Monday, Dec. 15, 1947
Dear Time-Reader,
For more than a year now the U.S. press has been doing a praiseworthy job in bringing the tragic plight of the Navajo Indian to the attention of American readers. TIME'S part in making public this injustice recently produced at our Paris office a U.S. Army sergeant with $77.50 in cash and a request: would we please forward the money to the starving Navajos in New Mexico?
The sergeant and his enlisted and officer friends in the American occupation forces in Germany had read about the Navajo Indians' plight in TIME'S Nov. 3 issue, and had been moved to make their contribution toward alleviating it. Their typically American gesture is an example of the scores of concerned letters and gifts of money, food and clothing we have received from TIME readers since the Navajo story was published.
These donations should be credited to a sizable segment of the whole U.S. press--for TIME'S story was merely the most recent of a long series of such articles. Regional newspapers like the Gallup (N. Mex.) Independent had long been recording facts about the Navajos--especially since 1933, when the Government crippled the Navajos' crude economy based on sheep-raising by ordering them--because of overgrazing and the resultant soil erosion--to begin doing away with their flocks.
Another regional newspaper, the Santa Fe New Mexican, published a series of articles last year that gave TIME'S Denver correspondent, Barren Beshoar, his first indication that things were going badly with the Navajos. He made a trip to the reservation to see for himself and TIME ran the story in its August 12, 1946 issue.
This fall, reporters for the Denver Post, the Phoenix Arizona Republic and other newspapers in Navajo territory found that many Navajos were faced with starvation this winter unless something were done for them. Writers for various U.S. magazines like Harper's found the same thing--as did TIME'S Beshoar when he again visited the reservation to confirm the facts for TIME'S Nov. 3 story.

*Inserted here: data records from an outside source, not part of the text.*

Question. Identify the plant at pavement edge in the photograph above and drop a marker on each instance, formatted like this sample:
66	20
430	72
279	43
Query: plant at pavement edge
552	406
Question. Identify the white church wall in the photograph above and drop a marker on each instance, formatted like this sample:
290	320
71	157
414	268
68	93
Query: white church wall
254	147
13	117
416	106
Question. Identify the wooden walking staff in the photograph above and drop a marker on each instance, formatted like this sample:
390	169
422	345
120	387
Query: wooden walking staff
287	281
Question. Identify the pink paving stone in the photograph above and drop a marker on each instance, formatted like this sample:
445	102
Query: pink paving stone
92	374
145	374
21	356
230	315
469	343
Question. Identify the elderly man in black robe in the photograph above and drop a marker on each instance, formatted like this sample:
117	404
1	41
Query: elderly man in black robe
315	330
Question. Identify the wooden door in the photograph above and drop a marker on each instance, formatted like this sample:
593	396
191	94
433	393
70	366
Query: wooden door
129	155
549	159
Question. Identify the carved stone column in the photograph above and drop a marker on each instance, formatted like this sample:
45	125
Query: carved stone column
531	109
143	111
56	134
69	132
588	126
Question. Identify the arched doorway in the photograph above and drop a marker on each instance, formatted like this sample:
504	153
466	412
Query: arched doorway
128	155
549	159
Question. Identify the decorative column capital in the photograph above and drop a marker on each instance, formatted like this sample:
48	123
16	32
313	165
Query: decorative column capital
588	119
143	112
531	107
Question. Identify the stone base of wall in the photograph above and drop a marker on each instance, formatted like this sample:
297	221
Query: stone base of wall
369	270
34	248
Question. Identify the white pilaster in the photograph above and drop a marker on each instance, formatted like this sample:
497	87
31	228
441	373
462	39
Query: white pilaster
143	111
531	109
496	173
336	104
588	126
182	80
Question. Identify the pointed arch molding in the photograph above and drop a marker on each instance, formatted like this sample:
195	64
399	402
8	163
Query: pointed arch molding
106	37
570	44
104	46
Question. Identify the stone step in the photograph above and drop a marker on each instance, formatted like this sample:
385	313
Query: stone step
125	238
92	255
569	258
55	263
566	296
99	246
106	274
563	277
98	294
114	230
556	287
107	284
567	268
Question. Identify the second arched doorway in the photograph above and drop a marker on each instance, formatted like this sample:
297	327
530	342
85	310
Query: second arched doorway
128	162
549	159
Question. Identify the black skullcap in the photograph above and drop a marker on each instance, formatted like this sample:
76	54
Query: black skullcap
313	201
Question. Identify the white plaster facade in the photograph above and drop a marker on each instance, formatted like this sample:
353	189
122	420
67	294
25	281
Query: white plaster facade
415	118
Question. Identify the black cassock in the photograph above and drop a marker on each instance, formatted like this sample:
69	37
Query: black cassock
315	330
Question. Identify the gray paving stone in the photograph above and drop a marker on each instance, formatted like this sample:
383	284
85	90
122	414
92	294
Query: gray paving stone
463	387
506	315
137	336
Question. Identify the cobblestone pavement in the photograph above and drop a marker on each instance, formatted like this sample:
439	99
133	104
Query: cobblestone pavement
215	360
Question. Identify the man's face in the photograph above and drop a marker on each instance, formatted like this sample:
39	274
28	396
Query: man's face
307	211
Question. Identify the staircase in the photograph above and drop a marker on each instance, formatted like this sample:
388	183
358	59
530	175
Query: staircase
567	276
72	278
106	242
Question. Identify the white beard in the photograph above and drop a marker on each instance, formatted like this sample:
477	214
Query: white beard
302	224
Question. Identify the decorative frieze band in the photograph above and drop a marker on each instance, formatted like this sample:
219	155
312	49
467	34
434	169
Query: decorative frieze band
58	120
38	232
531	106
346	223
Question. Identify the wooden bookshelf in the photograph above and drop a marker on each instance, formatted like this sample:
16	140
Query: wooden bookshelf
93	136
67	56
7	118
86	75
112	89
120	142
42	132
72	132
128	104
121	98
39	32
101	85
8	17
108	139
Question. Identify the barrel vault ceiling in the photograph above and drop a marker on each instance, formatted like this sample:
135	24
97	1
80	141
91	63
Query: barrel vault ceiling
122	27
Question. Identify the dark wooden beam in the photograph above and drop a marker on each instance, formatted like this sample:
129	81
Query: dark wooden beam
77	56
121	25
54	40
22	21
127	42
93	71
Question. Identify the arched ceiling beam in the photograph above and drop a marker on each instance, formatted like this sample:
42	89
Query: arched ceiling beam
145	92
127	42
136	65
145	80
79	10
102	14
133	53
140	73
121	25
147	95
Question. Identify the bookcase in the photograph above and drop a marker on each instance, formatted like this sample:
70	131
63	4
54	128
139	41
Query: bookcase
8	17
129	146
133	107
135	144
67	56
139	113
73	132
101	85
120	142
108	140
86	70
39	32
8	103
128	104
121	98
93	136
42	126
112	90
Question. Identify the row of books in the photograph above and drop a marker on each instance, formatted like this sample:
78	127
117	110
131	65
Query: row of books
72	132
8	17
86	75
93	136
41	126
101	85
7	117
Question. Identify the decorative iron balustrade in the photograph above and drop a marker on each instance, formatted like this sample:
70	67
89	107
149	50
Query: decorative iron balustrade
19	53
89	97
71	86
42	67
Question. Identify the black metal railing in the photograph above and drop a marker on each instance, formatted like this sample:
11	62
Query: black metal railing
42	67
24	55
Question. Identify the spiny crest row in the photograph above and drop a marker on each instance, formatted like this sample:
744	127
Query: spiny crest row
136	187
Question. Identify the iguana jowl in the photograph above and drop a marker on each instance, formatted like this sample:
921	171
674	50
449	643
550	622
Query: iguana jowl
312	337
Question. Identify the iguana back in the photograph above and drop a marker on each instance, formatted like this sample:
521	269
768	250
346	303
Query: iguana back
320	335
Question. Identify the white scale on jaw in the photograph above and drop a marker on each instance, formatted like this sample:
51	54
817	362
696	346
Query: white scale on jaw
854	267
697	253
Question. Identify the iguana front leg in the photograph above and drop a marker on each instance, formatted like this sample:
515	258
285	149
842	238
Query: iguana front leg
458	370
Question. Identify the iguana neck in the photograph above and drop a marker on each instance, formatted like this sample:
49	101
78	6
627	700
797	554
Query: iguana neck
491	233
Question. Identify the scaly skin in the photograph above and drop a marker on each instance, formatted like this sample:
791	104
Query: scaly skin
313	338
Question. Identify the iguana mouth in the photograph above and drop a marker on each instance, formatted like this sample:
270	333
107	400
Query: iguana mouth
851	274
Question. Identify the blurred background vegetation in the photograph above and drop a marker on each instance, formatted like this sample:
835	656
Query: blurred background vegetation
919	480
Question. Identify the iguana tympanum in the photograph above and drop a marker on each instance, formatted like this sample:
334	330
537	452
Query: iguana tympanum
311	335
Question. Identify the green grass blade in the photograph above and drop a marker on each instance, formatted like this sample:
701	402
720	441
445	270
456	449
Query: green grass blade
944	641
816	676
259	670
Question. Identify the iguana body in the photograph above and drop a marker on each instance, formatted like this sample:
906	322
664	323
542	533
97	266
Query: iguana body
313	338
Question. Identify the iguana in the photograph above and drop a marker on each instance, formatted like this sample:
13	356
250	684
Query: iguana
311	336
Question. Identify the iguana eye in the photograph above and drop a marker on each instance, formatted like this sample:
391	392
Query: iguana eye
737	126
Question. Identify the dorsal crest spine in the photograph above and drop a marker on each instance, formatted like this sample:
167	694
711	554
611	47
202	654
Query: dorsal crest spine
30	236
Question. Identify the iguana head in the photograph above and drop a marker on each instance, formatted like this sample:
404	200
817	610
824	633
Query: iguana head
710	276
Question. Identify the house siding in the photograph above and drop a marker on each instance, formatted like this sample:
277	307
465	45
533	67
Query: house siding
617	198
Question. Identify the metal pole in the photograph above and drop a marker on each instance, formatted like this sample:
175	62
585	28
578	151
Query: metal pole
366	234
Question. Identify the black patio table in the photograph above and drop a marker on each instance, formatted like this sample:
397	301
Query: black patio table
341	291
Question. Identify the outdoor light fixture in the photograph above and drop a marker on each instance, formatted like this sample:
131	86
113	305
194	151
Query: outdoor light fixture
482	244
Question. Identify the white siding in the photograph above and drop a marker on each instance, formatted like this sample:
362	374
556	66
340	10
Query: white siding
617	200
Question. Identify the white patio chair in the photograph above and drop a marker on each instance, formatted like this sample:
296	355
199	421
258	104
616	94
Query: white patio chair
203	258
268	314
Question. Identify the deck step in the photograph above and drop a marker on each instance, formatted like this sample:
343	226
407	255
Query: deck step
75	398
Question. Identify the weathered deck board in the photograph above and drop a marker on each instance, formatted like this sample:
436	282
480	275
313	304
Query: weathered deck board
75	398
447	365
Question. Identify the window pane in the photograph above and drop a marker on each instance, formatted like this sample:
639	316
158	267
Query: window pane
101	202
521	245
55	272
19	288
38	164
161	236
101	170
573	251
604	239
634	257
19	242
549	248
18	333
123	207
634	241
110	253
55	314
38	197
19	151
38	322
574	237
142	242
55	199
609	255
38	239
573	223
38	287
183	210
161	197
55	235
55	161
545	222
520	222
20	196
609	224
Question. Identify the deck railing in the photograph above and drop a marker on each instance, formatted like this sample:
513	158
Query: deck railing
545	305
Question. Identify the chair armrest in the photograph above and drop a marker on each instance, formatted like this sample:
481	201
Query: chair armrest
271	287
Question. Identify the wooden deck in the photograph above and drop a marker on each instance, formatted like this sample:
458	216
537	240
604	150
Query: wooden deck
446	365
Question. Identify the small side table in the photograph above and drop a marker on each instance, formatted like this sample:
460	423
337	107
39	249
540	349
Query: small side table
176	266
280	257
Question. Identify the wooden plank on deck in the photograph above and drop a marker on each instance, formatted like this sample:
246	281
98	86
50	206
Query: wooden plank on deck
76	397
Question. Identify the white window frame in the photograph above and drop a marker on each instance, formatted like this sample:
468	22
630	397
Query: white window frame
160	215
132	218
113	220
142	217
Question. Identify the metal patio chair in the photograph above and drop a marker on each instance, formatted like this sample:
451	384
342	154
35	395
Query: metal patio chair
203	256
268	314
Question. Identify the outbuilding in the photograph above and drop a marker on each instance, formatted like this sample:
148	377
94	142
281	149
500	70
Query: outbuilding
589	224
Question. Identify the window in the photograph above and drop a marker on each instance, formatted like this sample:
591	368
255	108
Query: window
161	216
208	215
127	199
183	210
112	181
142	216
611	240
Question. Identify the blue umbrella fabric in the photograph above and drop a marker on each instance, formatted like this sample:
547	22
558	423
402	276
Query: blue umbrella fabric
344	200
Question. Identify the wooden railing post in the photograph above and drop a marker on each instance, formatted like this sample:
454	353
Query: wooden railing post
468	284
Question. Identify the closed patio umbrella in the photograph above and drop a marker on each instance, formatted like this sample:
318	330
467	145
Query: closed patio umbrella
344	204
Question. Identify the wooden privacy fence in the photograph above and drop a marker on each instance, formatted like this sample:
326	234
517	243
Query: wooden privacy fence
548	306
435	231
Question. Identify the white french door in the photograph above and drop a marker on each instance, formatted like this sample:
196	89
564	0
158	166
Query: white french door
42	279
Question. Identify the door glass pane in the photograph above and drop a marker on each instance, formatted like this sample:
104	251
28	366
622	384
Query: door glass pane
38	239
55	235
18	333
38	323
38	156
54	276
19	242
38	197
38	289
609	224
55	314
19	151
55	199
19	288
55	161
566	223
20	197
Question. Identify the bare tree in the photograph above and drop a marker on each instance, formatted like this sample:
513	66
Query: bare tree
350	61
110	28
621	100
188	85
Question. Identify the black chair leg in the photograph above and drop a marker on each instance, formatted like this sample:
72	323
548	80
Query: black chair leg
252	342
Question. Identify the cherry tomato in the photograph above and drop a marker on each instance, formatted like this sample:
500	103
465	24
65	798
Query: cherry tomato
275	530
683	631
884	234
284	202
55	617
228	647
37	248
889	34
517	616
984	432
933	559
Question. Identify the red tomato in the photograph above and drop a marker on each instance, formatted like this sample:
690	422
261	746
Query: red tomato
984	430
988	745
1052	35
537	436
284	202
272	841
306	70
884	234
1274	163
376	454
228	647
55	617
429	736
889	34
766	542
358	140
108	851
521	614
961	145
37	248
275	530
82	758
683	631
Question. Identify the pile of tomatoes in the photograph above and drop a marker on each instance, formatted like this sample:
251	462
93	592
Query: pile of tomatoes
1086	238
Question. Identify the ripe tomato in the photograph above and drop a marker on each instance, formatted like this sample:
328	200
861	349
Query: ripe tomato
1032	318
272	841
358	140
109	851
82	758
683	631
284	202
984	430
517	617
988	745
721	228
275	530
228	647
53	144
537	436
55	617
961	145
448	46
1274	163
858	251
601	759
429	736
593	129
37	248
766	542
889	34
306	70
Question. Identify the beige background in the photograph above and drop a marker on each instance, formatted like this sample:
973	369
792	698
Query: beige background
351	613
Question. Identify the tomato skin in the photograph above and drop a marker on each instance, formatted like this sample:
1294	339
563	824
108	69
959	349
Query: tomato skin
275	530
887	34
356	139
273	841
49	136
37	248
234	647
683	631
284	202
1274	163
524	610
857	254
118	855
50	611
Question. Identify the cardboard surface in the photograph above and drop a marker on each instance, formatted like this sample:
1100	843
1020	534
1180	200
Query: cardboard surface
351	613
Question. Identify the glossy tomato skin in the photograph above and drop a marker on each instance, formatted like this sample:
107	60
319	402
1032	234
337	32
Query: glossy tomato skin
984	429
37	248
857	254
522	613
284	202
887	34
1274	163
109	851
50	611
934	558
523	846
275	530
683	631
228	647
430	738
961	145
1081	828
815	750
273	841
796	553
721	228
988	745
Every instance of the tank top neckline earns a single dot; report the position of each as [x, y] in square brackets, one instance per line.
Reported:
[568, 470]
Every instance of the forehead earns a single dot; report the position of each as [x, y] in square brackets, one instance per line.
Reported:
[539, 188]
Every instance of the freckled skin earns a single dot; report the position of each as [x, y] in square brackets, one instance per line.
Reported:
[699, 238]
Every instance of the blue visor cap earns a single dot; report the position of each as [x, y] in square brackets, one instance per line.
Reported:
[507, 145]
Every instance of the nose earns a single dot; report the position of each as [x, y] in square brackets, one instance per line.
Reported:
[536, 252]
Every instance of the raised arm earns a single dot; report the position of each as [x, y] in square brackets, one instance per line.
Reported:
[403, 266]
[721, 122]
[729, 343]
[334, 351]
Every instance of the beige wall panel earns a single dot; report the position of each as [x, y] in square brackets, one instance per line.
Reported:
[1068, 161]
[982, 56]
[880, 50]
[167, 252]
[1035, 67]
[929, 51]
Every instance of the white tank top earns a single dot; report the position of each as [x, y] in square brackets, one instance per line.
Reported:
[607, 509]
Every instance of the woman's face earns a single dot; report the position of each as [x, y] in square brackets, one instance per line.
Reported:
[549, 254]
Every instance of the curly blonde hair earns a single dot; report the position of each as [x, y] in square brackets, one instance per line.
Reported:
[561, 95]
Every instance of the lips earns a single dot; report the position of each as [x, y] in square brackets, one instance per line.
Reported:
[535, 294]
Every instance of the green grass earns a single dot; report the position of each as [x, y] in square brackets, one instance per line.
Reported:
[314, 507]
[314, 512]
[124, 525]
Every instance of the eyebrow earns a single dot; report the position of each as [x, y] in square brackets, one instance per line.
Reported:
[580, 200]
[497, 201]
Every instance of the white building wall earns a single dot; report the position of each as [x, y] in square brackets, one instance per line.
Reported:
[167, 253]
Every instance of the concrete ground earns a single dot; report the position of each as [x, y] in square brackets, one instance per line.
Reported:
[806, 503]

As many of you undoubtedly know from reading your newspapers and TIME, one result of this effort by the U.S. press to tell its readers about the Navajos' plight has been a cascade of letters to Congress and the White House. Significantly enough, several Congressional committees have now visited the Navajo reservation. Another result, of course, has been the multitude of contributions from all over the U.S. for Navajo relief. In case there could be any doubt of their necessity, a letter we have received from the justly famed American Friends Service Committee speaks for the accuracy of the press' reporting: ". . . One of our representatives . . . [has] returned from a trip he made for us to the Navajo territory. He confirmed everything that TIME had revealed. . . . We are sending immediately 8,000 pieces of warm winter clothing, 1,000 pairs of shoes, 4,000 new children's garments. . . ."
In this instance, however, Congressman Ben F. Jensen, Navajo advocate and chairman of the House subcommittee on Interior Department appropriations, stated the case for the U.S. press when he said: "I shall be forever grateful for this publishing of the facts. It makes the job of getting something done in the Congress easier when people know the facts."